For now we drop our former instructions on attempting to install parallel h5py with collectives. See the NASA/Pleiades repo history for those notes.

Installing Mercurial

Here we install mercurial itself. Following NASA/Pleiades approaches, we will use gcc.

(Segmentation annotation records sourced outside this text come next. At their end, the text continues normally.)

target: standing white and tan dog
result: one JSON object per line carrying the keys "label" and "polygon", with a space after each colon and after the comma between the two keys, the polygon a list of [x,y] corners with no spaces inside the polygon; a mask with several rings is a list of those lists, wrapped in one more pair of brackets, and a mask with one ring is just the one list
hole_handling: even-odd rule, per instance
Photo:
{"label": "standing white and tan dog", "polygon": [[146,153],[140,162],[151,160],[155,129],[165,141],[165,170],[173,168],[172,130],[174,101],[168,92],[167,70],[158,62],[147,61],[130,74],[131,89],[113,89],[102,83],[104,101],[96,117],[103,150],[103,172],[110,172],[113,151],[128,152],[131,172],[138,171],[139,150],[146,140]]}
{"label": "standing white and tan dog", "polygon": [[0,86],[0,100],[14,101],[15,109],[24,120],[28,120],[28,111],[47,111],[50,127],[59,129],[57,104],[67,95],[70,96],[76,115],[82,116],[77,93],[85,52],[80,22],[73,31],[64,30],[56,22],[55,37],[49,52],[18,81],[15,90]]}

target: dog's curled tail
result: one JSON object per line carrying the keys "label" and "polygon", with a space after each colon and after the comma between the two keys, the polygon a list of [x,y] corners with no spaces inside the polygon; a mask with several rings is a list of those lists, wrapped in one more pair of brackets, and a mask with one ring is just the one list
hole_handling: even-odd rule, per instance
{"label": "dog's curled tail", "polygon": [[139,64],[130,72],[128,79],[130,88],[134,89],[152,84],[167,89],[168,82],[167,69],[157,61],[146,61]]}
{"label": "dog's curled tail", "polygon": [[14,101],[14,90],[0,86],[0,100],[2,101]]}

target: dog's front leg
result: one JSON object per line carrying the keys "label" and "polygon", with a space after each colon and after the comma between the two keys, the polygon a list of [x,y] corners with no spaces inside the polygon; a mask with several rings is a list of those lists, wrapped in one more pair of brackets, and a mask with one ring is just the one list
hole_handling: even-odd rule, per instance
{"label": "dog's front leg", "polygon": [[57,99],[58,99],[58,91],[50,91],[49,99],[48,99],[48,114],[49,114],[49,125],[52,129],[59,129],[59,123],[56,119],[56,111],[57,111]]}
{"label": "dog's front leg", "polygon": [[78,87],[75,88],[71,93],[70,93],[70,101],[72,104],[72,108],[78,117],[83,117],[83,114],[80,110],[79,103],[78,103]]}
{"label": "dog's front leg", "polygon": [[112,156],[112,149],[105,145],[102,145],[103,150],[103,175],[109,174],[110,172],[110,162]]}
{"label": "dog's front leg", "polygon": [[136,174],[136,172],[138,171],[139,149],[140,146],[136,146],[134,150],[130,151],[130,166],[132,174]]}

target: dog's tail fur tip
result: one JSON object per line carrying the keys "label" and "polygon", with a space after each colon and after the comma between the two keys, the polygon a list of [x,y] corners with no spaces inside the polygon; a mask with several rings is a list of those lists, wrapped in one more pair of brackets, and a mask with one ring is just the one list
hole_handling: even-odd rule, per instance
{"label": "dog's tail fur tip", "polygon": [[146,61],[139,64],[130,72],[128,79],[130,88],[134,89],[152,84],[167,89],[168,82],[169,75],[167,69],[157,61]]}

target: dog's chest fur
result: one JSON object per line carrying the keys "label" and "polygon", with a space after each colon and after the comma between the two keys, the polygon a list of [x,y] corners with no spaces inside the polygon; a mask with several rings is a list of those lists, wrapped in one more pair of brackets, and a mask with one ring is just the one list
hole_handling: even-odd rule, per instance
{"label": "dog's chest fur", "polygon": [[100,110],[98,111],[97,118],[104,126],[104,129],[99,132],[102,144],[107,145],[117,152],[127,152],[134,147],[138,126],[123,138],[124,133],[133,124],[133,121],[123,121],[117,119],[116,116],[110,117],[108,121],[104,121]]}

I haven’t checked whether the default bridges install has mercurial:

cd $BUILD_HOME
wget http://mercurial.selenic.com/release/mercurial-$LOCAL_MERCURIAL_VERSION.tar.gz
tar xvf mercurial-$LOCAL_MERCURIAL_VERSION.tar.gz
cd mercurial-$LOCAL_MERCURIAL_VERSION
module load gcc
export CC=gcc
make install PREFIX=$BUILD_HOME
I suggest you add the following to your ~/.hgrc::

cat >> ~/.hgrc << EOF [ui] username = <your bitbucket username/e-mail address here> editor = emacs

[extensions] graphlog = color = convert = mq = EOF

Dedalus

Preliminaries

Then do the following:

cd $BUILD_HOME
hg clone https://bitbucket.org/dedalus-project/dedalus
cd dedalus
# this has some issues with mpi4py versioning --v
pip3 install -r requirements.txt
python3 setup.py build_ext --inplace

Running Dedalus on Bridges

Our scratch disk system on Bridges is /pylon1/group-name/user-name. On this and other systems, I suggest soft-linking your scratch directory to a local working directory in home; I uniformly call mine workdir:

ln -s /pylon1/group-name/user-name workdir

Long-term spinning storage is on /pylon2 and is provided by allocation request.